# Bayesian Pythagorean Modeling – Part II

### Introduction

In Part I of this Bayesian modeling post, I introduced a Bayesian version of Bill James’ Pythagorean relationship. This model had two unknowns, the Pythagorean exponent k and the error standard deviation $\sigma$ and I described constructing a prior for (k, $\sigma$) that reflected one’s knowledge about the value of the power in James’ formula and how win/loss ratios can deviate from this formula. In this post, assuming we have a sampling model and a prior, I am going to discuss the mechanics of Bayesian learning about these parameters and predicting future response values.

Since one typically is interested in predicting wins instead of win/loss ratios, I am going to work with a slightly different version of the model where the number of team wins (in a 162-game season) follows a normal distribution where the mean is given by James’ formula, and $\sigma$ reflects the variation of the win totals about the mean.

For a prior, I will assume k is normal with mean 2 and standard deviation 0.5 and $\sigma$ is exponential with rate 1.

### Posterior

We now observe data, that is, the W and R/RA values for the 30 teams in the 2019 season, and by Bayes’ rule, we find the new or posterior probability distribution for (k, $\sigma$). The posterior density of (k, $\sigma$) is equal to (up to a proportionality constant) the product of the likelihood (the probability of the observed data viewed as a function of the parameters) and the prior. All types of inference are found by summarizing this bivariate probability distribution.

### Brute Force Calculation

A straightforward way to summarize the posterior is to find a grid of (k, $\sigma$) values that cover most of the probability. I have a R package LearnBayes that makes it easy to implement this brute-force method. One writes a function logpost2() that computes the logarithm of the posterior density of (k, $\sigma$). The arguments to this function are the vector of parameters theta and a data frame d that contains the data. Note that I’ve included both the likelihood and prior terms in this function.

logpost2 <- function(theta, d){
k <- theta[1]
sigma <- theta[2]
n_mean <- 162 * d$RR ^ k / (1 + d$RR ^ k)
sum(dnorm(d\$W, n_mean, sigma, log = TRUE)) +
dnorm(k, 2, 0.5, log = TRUE) +
dexp(sigma, 1, log = TRUE)
}


Next, by use of the gcontour() function, one finds a rectangle that covers the region where most of the probability falls. This function produces a contour plot where the contours are drawn at 10%, 1% and 0.1% of the largest posterior value and, by trial and error, I find a rectangle (specifically 1.6 < k < 2.3 and 2 < $\sigma$ < 6) that covers these three contour lines.

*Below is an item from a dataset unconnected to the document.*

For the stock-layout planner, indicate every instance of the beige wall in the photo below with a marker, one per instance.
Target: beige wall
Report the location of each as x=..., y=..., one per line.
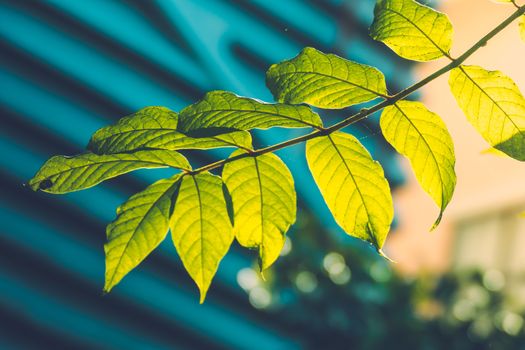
x=486, y=183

gcontour(logpost2, c(1.6, 2.3, 2, 6), d)


This contour graph is produced by computing the posterior density on a 50 by 50 grid. One way to summarize the posterior is to simulate a large number of values from the posterior computed on this grid and then summarize the simulated draws. I use the simcontour() function to do the simulation from this grid:

pts <- simcontour(logpost2, c(1.6, 2.3, 2, 6),
d, 5000)


Here I display 5000 simulated draws from the posterior on the contour plot.

If I am interested primarily in learning about the exponent value k, I collect those simulated values of k to perform inference. For example, here is a density estimate which represents the marginal posterior density of k. A 90% interval estimate for k (found from the simulated draws) is (1.81, 2.09).

### Simulation using Stan Software

Currently a popular and powerful way to perform Bayesian computations is to simulate from a Markov Chain that convergences in theory to the posterior distribution of interest. One particular type of simulation methodology is Hamiltonian MCMC sampling implemented by the Stan software. There are interfaces of Stan to other languages such as R or Python and the brms package provides a very attractive interface for fitting a large class of Bayesian models. I’ll illustrate using this package below.

First I specify the prior on (k, $\sigma$) by use of two applications of the prior() function.

prior1 <- c(prior(normal(2, 0.5), nlpar = "b1"),
prior(exponential(1), class = "sigma"))


Then I implement the Stan simulation by use of the brm() function in the brms package. Note that this function actually specifies this nonlinear model and the “family = gaussian” argument indicates that we are assuming normally distributed errors.

fit1 <- brm(bf(W ~ 0 +
162 * RR ^ b1 / (1 + RR ^ b1),
b1 ~ 1, nl = TRUE),
data = d, prior = prior1,
family = gaussian)


Below I show some output of this function. The right set of graphs show streams of simulated draws of the parameters k and $\sigma$ and the left set of graphs display density estimates of the simulated posterior draws of these parameters. One gets essentially the same estimates of the power parameter k as I got using the brute-force method. For example, the 90% interval estimate using Stan is (1.79, 2.12) which is very close to the interval (1.81, 2.09) using brute force. One advantage of the Stan software is that it can efficiently sample from very complicated Bayesian models with many parameters.

### Prediction of Wins

Actually, the objective here is not about learning about the parameters k and $\sigma$, but rather to predict the number of wins of a team who has a particular runs ratio.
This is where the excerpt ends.